The Coffin Dancer (Lincoln Rhyme 2) - Page 152

The agent cinched up the little man tight in the vest and tossed him a windbreaker. He'd showered--after protesting--and had been given a set of clean clothes. The large navy blue jacket, covering the bulletproof vest, was a little lopsided but actually gave him a muscular physique. He caught sight of himself in the mirror--his scrubbed and newly attired self--and smiled for the first time since he'd been here.

"Okay," Sellitto said to two undercover officers, "take him downtown."

The officers ushered him out the door.

After he'd left, Dellray looked at Rhyme, who nodded.
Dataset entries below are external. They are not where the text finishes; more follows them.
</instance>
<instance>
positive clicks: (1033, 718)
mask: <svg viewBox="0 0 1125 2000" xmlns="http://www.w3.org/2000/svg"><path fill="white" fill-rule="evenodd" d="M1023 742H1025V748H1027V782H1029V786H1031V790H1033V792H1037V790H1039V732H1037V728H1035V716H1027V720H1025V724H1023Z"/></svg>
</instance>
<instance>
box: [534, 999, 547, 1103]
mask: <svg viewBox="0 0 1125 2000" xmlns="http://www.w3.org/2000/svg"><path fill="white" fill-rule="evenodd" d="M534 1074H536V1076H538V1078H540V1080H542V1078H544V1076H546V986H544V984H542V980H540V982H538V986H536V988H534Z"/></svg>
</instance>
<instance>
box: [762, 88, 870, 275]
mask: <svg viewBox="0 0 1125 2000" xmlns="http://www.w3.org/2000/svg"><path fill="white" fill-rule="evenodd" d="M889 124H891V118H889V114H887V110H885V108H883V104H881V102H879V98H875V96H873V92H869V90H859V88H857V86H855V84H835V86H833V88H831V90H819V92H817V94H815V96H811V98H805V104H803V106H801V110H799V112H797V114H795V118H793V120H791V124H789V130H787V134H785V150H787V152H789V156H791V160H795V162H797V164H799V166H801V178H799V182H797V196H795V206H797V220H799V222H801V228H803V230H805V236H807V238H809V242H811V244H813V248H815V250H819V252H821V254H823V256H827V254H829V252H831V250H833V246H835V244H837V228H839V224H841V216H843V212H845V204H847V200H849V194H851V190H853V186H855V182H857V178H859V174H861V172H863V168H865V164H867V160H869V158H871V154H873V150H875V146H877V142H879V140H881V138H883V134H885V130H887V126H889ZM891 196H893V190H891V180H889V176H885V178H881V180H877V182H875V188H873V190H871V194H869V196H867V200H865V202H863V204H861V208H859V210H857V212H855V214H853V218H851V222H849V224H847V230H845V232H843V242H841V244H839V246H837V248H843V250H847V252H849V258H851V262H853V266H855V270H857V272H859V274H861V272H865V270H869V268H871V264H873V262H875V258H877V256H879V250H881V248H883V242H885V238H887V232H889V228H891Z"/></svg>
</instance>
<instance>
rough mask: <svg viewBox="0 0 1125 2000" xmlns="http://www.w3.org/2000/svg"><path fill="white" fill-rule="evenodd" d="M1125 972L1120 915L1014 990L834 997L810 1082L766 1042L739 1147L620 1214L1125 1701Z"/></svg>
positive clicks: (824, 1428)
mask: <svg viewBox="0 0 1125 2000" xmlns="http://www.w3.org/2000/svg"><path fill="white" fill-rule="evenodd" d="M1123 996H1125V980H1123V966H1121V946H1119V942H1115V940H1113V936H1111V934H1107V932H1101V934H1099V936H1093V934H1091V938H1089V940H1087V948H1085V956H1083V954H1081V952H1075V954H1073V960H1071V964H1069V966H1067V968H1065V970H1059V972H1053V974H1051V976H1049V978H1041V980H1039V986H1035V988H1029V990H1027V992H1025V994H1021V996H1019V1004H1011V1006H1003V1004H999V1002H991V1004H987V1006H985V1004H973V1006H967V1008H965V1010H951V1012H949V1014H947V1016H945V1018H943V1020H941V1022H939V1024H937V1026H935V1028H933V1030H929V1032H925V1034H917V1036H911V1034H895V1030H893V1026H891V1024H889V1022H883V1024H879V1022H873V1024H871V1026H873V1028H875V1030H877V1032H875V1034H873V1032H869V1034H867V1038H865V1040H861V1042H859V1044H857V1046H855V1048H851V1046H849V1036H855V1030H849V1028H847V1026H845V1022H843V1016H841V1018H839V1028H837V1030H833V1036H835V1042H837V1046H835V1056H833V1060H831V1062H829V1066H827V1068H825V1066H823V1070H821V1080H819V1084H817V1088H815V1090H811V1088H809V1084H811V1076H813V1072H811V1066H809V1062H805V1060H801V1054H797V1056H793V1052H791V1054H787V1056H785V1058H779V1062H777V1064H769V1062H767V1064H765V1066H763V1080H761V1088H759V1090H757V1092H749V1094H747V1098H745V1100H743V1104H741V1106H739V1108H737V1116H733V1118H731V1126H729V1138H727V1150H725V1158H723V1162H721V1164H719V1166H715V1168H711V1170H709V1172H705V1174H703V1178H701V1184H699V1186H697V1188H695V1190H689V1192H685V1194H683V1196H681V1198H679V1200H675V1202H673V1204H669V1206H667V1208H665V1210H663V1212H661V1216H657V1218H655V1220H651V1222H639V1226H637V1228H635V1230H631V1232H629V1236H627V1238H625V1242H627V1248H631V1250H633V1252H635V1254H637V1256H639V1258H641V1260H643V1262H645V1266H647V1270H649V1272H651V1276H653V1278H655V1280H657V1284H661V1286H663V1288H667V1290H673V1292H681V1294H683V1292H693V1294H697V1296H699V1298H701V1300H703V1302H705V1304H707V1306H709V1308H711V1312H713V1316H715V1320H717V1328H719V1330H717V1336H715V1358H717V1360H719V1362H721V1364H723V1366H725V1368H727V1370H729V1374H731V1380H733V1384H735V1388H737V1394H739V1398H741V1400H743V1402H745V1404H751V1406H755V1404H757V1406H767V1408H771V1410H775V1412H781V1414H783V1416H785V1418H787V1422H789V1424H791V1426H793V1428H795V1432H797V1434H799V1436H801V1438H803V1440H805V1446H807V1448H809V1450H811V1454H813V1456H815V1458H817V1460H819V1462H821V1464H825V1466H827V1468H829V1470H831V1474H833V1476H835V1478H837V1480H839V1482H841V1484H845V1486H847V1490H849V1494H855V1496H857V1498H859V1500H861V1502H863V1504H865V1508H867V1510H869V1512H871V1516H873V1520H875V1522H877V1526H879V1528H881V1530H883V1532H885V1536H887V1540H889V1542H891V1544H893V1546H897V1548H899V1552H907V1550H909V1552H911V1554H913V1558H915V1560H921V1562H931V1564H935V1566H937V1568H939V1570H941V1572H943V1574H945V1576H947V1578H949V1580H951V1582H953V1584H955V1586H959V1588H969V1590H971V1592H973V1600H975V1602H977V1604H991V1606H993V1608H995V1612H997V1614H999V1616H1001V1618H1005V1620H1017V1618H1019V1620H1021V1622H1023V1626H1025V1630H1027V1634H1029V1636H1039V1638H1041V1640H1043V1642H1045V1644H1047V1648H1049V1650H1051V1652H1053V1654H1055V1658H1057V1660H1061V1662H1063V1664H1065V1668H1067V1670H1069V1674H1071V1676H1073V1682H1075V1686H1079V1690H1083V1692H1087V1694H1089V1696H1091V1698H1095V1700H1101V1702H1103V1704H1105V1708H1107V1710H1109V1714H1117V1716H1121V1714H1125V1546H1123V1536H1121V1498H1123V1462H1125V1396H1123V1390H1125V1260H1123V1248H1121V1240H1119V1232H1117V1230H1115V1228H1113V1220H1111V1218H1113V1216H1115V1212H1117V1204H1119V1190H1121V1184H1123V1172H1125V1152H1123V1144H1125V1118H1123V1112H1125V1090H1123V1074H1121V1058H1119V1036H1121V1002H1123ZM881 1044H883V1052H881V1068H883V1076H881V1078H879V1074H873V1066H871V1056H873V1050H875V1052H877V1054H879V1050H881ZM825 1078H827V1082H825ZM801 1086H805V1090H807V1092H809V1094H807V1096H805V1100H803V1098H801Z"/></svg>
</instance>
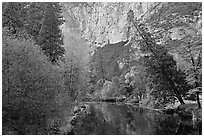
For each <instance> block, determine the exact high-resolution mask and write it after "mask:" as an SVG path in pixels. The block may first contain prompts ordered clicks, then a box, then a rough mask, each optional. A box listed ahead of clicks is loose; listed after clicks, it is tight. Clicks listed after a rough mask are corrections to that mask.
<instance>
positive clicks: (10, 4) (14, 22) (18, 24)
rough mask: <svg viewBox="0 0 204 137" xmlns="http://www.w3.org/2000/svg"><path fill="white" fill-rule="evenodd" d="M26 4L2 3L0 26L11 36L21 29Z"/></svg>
mask: <svg viewBox="0 0 204 137" xmlns="http://www.w3.org/2000/svg"><path fill="white" fill-rule="evenodd" d="M26 4H27V3H21V2H4V3H2V8H3V13H2V26H3V27H6V28H7V29H8V31H9V32H10V33H11V34H14V35H16V34H17V33H18V32H19V31H20V30H22V29H23V24H24V17H25V14H26V13H25V6H26Z"/></svg>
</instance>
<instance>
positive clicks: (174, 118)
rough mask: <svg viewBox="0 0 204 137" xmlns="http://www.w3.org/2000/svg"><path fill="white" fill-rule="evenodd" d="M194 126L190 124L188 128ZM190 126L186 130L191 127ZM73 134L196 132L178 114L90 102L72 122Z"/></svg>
mask: <svg viewBox="0 0 204 137" xmlns="http://www.w3.org/2000/svg"><path fill="white" fill-rule="evenodd" d="M188 128H191V127H188ZM188 128H187V129H188ZM70 133H71V134H76V135H77V134H78V135H88V134H89V135H93V134H94V135H154V134H165V135H168V134H169V135H174V134H197V131H196V132H195V130H194V129H193V128H191V130H189V129H188V130H186V127H185V126H183V125H182V124H181V122H180V118H179V117H178V116H168V115H164V114H161V113H159V112H157V111H153V110H148V109H144V108H140V107H132V106H127V105H124V104H111V103H104V102H103V103H88V107H87V109H85V110H84V111H82V112H81V113H80V115H78V117H77V118H75V119H74V120H73V121H72V131H71V132H70Z"/></svg>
The lanky agent sighed and flicked open his cell phone, placed a call to Hudson Air Charters, where another agent was waiting to pick up the phone. The fed's tech group had found a remote tap on a relay box near the airport, clipped into the Hudson Air phone lines. The agents hadn't removed it, though; in fact at Rhyme's insistence they checked to make sure it was working and had replaced the weak batteries. The criminalist was relying on the device for the new trap.

On the speakerphone, several rings then a click.

"Agent Mondale," came the deep voice. Mondale wasn't Mondale and he was speaking according to a prewritten script.

"Mondale," Dellray said, sounding lily white, to a Connecticut manor born. "Agent Wilson here, we're at Lincoln's now." (Not "Rhyme"; the Dancer knew him as "Lincoln.") "How's the airport?"

"Still secure."

"Good. Listen, got a question. We've got a CI working for us, Joe D'Oforio."

"He was the one--"

"Right."

"--turned. You're working with him?"

"Yeah," said Wilson, aka Fred Dellray. "Bit of a mutt, but he's cooperating. We're going to run him down to his hidey-hole and back here."

"Where's 'here'? You mean, back to Lincoln's?"

"Right. He wants his stuff."

"Fuck you doing that for?"

"He cut a deal. He dimes this killer and Lincoln agreed he could have some stuff from his place. This old subway station . . . Anyway, we're not doing a convoy. Just one car. Reason I called, we need a good driver. You worked with somebody you liked, right?"

"Driver?"

"On the Gambino thing?"

"Oh, yeah . . . Lemme think."

They stretched it out. Rhyme was, as always, impressed with Dellray's performance. Whoever he wanted to be, he was.

The phony agent Mondale--who deserved a best-supporting award himself--said, "I remember. Tony Glidden. No, Tommy. The blond guy, right?"

"That's him. I want to use him. He around?"

"Naw. He's in Phillie. That carjacking sting."

"Phillie. Too bad. We're going in about twenty minutes. Can't wait any longer than that. Well, I'll just do it myself then. But that Tommy. He--"

"Fucker could drive a car! He could lose a tail in two blocks. Man was amazing."

"Sure could use him now. Listen, thanks, Mondale."

"Later."

Rhyme winked, a quad's equivalent of applause. Dellray hung up, exhaled long and slow. "We'll see. We'll see."

Sellitto uttered an optimistic "The third time we're baiting him. This should be it."